Community impact on the ground
Drive through Żurrieq and you’ll spot a hand-painted banner outside Ta’ Rita’s: “Votawlna, ħbieb!” Rita Camilleri, 58, has been rolling ravioli with her son since her husband died in 2021. A nomination for “Best Traditional” has already filled her weekday lunches. “Yesterday a whole hen-party from Sweden booked because they saw us on the awards feed,” she beams, wiping flour from her apron. “If we win, I’ll finally fix the roof that leaks on my grandchildren’s playroom.”

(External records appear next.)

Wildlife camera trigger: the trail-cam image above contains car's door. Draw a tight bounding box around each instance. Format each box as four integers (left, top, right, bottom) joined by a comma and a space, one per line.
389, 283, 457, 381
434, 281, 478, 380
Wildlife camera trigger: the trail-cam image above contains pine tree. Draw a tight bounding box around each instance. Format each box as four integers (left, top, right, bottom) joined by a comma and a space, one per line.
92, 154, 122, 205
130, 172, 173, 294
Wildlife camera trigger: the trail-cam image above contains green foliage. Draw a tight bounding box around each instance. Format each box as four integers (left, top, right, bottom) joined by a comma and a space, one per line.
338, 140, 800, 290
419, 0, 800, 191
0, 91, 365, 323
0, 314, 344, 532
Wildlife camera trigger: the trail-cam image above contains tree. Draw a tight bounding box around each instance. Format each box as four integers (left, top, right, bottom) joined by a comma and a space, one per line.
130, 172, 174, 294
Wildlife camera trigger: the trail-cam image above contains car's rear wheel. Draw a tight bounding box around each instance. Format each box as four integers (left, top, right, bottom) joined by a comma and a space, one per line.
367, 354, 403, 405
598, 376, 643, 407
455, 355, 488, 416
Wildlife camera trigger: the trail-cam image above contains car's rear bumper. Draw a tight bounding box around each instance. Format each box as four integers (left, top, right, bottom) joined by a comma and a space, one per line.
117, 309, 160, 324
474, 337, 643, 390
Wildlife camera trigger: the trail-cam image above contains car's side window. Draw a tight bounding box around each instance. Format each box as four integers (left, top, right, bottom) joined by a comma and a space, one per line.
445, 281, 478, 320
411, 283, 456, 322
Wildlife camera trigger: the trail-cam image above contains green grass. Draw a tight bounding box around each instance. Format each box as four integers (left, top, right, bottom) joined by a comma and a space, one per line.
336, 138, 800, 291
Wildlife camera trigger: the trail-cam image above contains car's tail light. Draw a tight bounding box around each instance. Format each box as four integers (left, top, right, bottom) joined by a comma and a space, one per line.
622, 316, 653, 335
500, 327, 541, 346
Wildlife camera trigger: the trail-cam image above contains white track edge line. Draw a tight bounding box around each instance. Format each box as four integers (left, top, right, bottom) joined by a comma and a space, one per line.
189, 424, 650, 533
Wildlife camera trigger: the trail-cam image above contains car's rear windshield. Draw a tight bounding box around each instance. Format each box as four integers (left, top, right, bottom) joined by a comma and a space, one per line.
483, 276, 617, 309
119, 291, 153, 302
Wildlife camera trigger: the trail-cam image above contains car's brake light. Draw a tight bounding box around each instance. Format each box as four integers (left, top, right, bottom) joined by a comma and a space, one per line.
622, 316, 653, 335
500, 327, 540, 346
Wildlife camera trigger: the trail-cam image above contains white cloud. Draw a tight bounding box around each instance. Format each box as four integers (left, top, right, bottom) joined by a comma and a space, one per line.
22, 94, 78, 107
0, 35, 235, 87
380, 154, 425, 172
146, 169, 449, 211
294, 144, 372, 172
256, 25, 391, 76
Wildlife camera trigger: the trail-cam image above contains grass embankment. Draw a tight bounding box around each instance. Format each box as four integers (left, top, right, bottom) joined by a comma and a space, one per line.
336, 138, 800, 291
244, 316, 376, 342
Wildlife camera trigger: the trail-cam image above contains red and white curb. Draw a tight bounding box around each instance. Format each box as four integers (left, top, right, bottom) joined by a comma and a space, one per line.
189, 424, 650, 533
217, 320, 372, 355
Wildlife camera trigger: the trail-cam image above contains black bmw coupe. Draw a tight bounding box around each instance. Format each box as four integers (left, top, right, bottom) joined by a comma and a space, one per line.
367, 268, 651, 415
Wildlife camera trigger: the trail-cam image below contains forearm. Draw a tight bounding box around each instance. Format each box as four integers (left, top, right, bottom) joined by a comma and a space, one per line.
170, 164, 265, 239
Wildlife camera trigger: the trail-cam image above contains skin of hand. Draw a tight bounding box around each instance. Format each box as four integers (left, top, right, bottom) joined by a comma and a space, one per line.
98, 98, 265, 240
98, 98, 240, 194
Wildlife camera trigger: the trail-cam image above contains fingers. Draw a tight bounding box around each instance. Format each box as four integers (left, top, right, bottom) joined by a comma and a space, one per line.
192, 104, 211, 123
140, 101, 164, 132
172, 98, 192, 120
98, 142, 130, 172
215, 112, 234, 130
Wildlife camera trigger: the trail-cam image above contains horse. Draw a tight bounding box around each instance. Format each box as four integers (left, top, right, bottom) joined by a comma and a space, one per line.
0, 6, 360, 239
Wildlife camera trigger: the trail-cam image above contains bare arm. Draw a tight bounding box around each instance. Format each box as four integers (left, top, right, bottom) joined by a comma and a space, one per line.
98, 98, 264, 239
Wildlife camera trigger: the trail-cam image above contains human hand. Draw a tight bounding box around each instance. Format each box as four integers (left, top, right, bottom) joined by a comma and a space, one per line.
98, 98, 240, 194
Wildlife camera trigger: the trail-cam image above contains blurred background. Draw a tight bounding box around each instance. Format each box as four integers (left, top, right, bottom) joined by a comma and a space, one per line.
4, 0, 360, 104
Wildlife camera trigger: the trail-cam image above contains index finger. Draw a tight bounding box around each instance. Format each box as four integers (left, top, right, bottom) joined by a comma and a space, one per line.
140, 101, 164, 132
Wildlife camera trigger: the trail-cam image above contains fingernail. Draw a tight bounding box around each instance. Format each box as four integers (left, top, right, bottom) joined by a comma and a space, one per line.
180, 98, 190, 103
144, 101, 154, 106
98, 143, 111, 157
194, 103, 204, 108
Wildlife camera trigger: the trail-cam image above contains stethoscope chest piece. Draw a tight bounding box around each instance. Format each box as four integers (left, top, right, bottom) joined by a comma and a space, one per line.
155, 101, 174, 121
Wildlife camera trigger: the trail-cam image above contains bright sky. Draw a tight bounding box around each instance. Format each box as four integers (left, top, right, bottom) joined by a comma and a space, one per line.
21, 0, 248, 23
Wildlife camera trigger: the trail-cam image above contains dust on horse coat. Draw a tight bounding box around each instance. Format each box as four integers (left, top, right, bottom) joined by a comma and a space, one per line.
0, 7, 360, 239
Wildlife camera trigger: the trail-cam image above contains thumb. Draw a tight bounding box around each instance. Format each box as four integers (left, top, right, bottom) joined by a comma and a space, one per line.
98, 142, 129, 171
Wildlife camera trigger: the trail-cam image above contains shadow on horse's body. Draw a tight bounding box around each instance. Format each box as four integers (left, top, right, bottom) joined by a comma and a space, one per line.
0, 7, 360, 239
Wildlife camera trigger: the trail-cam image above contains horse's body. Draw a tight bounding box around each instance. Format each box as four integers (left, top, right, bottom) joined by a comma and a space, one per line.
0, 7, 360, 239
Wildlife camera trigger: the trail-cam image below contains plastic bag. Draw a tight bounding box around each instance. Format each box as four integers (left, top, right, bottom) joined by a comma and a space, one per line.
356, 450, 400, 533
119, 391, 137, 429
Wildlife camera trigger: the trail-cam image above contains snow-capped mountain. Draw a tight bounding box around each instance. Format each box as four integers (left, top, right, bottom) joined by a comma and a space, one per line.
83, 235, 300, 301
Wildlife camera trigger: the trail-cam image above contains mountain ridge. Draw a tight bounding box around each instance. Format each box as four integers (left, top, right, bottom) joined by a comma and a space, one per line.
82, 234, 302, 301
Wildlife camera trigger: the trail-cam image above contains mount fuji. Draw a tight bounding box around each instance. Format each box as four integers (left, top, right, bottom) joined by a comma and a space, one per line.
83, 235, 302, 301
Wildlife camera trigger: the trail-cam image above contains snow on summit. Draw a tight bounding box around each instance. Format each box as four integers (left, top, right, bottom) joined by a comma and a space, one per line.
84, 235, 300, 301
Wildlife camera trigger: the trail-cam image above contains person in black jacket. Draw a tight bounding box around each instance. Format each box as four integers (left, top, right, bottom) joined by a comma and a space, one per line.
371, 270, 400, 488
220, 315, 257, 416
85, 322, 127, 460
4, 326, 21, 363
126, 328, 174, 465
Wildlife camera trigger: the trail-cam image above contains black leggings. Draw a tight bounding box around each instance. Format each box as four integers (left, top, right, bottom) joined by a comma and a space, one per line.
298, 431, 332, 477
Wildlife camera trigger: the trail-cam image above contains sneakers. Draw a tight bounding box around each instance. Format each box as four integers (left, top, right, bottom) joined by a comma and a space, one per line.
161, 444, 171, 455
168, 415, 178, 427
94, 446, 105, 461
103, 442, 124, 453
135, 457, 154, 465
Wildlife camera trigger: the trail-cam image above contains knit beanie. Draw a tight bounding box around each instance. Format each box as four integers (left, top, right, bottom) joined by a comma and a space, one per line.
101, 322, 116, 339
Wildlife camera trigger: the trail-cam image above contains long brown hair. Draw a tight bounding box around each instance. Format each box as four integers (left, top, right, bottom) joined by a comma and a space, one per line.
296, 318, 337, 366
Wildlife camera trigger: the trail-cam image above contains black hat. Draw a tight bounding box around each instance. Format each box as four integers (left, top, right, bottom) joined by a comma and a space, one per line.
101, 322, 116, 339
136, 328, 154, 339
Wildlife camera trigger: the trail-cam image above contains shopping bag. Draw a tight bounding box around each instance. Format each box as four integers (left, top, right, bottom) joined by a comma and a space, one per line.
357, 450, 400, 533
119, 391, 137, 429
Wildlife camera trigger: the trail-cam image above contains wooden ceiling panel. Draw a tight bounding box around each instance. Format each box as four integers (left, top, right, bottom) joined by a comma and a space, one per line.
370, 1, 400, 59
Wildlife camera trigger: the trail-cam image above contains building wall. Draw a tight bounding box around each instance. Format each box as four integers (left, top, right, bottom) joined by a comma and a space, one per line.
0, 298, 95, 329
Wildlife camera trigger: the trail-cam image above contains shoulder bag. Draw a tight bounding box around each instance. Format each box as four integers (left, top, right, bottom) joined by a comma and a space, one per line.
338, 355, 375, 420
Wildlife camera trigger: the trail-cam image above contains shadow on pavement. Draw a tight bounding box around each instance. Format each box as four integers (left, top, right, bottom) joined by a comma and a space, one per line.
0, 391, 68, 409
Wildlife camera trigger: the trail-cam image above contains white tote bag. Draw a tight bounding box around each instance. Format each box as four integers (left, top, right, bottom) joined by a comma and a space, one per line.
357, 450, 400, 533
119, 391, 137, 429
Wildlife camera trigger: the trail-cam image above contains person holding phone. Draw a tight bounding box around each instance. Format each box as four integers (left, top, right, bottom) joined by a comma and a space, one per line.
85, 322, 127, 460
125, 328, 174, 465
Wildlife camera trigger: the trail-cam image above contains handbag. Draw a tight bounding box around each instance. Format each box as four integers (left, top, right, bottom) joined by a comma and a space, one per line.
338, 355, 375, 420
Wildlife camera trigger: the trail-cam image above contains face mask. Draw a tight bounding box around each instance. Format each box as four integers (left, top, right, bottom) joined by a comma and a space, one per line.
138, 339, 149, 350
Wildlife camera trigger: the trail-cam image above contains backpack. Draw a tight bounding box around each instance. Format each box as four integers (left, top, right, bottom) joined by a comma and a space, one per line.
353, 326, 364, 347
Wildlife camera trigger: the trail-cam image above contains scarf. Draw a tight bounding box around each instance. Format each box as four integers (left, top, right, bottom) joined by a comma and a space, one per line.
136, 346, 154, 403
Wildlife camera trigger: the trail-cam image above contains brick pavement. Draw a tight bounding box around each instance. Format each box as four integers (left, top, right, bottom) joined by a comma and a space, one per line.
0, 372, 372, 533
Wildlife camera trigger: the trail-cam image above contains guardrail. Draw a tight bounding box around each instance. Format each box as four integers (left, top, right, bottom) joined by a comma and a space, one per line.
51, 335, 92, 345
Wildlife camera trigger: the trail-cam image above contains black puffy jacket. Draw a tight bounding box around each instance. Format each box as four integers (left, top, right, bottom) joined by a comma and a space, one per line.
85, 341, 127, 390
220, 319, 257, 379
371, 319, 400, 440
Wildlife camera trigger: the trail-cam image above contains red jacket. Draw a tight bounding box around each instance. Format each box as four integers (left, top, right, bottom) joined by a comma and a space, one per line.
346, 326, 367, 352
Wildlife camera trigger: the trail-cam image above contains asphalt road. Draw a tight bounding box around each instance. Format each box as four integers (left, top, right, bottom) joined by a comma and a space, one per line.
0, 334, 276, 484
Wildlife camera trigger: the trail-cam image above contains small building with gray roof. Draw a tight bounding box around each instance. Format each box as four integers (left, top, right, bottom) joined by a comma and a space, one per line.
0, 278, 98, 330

Environmentalists are hijacking the buzz too. Sustainable-fish eatery Nċiħ in Marsalforn trails in third place, but its campaign video—shot on Gozo’s rubbish-strewn seabed—has pushed 1,200 first-time voters to choose green. “We proved that ethics can be delicious,” says chef Gabriel Caruana, who swapped imported salmon to locally caught lampuki.

How to cast yours
1. Visit maltarestaurantawards.com
2. Enter your e-ID or voter card number (anti-bot measure).
3. Pick one favourite per category; you don’t have to vote in them all.
4. Screenshots are allowed—bragging rights commence immediately.

The after-party
Winners receive a hand-blown Mdina glass trophy and a year-long window sticker that tourists photograph more than the monuments outside. Past victors confess the real prize is legitimacy: banks lower loan rates, landlords freeze rents, and children proudly tell classmates, “My parents’ place is the best in Malta.”

So before Netflix asks if you’re still watching, open a new tab and vote. You’ll probably dine there sooner than you think—Malta is, after all, the size of a large town with the appetite of a continent. And when the ferry horn sounds on Sunday night and the confetti cannons pop, you’ll know you helped write the next chapter of an island that feeds the world but still fights to feed itself.

Tick tock. Mars is rising over the Grand Harbour, somebody’s simmering wine-and-garlic snails, and the poll closes faster than you can say “ħobż biż-żejt”. Don’t wake up tomorrow wondering what could have been—wake up knowing you kept a stove burning, a cousin employed, and a tradition alive.

Vote. Now. Jetlag and excuses won’t taste half as good.